Target: Bill Nelson, U.S. Special Committee on Aging
Goal: Demand proper background screening of caregivers to the elderly
According to new research from Northwestern Medicine, many senior care agencies nationwide are failing to conduct criminal background checks or drug testing when hiring new staff members. In fact, many agencies do not even require any previous experience or training. These are atrocious standards which can potentially lead to elder abuse. Demand that stricter legislation be set in place to carefully screen and monitor caregivers.
In July 2012, a study was published in the Journal of American Geriatrics Society. Researchers surveyed 180 agencies, finding that 55 percent performed a criminal background check and only one-third of those same agencies conducted drug tests.
Lee Lindquist, a physician at Northwestern Memorial Hospital, offered a story in particular where she witnessed horrendous elder abuse: the caregiver of a 103 year old patient was mistaking her own medications with the patient’s. And because the caregiver was illiterate, she was giving her medications to her patient accidentally.
Some referral agencies go as far as guiding their customers towards nursing homes that are willing to pay the highest bid for a new client, rather than establishing a nursing facility that is a best suited for the senior resident. Cases like these are extremely dangerous, putting an elderly patient at an unnecessary risk. Because current elder care agencies are largely unregulated, practically anyone could set up an agency or business, referring inexperienced or untrained staff for senior home care.

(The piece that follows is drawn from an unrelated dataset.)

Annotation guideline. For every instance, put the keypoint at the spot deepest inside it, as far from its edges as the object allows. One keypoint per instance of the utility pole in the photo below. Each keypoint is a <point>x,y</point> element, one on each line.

Legislation has been drafted based on an investigation by the Seattle Times which uncovered severe flaws in the state’s management of adult care homes. So far, nothing solid has been created. Urge the U.S. Special Committee on Aging to protect our seniors by creating legislation to correctly screen and supervise elderly caregivers.
Dear Mr. Nelson,
Currently, elder care agencies are largely unregulated, allowing for anyone to set up a business or agency. New research done by Northwestern Medicine concluded that many of these agencies fail to conduct criminal background checks or administer drug tests to future employees. Referring inexperienced and untrained staff, who are to administer care to seniors, is very dangerous and may potentially lead to abuse.
Some agencies are even directing their clients to nursing homes that are unsuitable for senior residents, collecting large monetary sums in exchange for a new customer. Thus far, legislation has only been drafted after an investigation conducted by the Seattle Times which revealed these heinous standards. Solid legislation needs to be set in place immediately. Therefore, I urge you to protect our elders by ensuring legislation be created to screen and monitor senior care givers within referral agencies.